5. Denken Sie Ihre Konkurrenz neu.

Mit welchem Produkt oder mit welcher Dienstleistung konkurrieren Sie? Bei dieser Frage geht es nicht um Ihre direkten Konkurrenten, sondern darum, verdeckte Konkurrenz aufzuspüren. Dies gelingt am besten, wenn Sie sich in einem ersten Schritt überlegen: Welche Werte verkörpern meine Produkte oder Dienstleistungen? Wenn Sie etwa Computerspiele entwickeln, ermöglichen Sie etwa Unterhaltung oder gemeinsame Zeit mit der Familie.

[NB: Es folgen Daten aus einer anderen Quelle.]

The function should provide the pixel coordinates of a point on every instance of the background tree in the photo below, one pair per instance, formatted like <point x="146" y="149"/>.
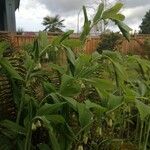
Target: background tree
<point x="145" y="25"/>
<point x="53" y="24"/>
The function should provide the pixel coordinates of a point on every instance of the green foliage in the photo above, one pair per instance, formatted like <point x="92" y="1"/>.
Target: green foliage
<point x="89" y="103"/>
<point x="53" y="24"/>
<point x="145" y="25"/>
<point x="109" y="41"/>
<point x="101" y="14"/>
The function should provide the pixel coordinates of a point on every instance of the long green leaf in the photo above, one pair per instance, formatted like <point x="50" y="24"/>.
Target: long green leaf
<point x="113" y="10"/>
<point x="98" y="14"/>
<point x="9" y="69"/>
<point x="85" y="116"/>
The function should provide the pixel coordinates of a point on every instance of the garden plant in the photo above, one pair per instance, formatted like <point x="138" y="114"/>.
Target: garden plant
<point x="91" y="102"/>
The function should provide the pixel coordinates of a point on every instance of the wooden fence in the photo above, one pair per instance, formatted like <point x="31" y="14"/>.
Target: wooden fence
<point x="134" y="46"/>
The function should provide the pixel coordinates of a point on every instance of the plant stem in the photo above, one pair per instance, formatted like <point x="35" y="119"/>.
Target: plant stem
<point x="141" y="132"/>
<point x="147" y="135"/>
<point x="21" y="105"/>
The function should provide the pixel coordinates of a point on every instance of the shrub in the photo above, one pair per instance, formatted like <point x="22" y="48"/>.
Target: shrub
<point x="109" y="41"/>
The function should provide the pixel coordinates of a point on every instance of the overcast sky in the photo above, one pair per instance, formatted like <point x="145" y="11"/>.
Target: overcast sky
<point x="31" y="12"/>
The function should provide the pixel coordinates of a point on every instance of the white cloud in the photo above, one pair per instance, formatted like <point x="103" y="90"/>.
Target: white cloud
<point x="31" y="12"/>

Dann überlegen Sie in einem zweiten Schritt: Welche weiteren Angebote gibt es, die Ihre Kunden wahrnehmen, um genau das zu erhalten? Was könnten sie stattdessen machen? Sport mit Freunden, ein Kinobesuch, einen Spieleabend mit der Familie. Es gibt schier unendlich Möglichkeiten, doch wahrscheinlich gibt es ein oder zwei, die sich mit Ihrem Angebot kombinieren lassen könnten. Drinnen bleiben und trotzdem gemeinsam Sport treiben? Nintendo hat mit der Wii den Sport ins Wohnzimmer geholt.

Was die diversen Ansätze gemein haben, ist, dass vor allem die Sinne im Vordergrund stehen. Es geht nicht um Marktanteile, Absatzzahlen oder logische Entscheidungsprämissen, sondern vielmehr darum, in die Sinneswelt und die Gefühle des Kunden einzutauchen und sich dort umzuschauen.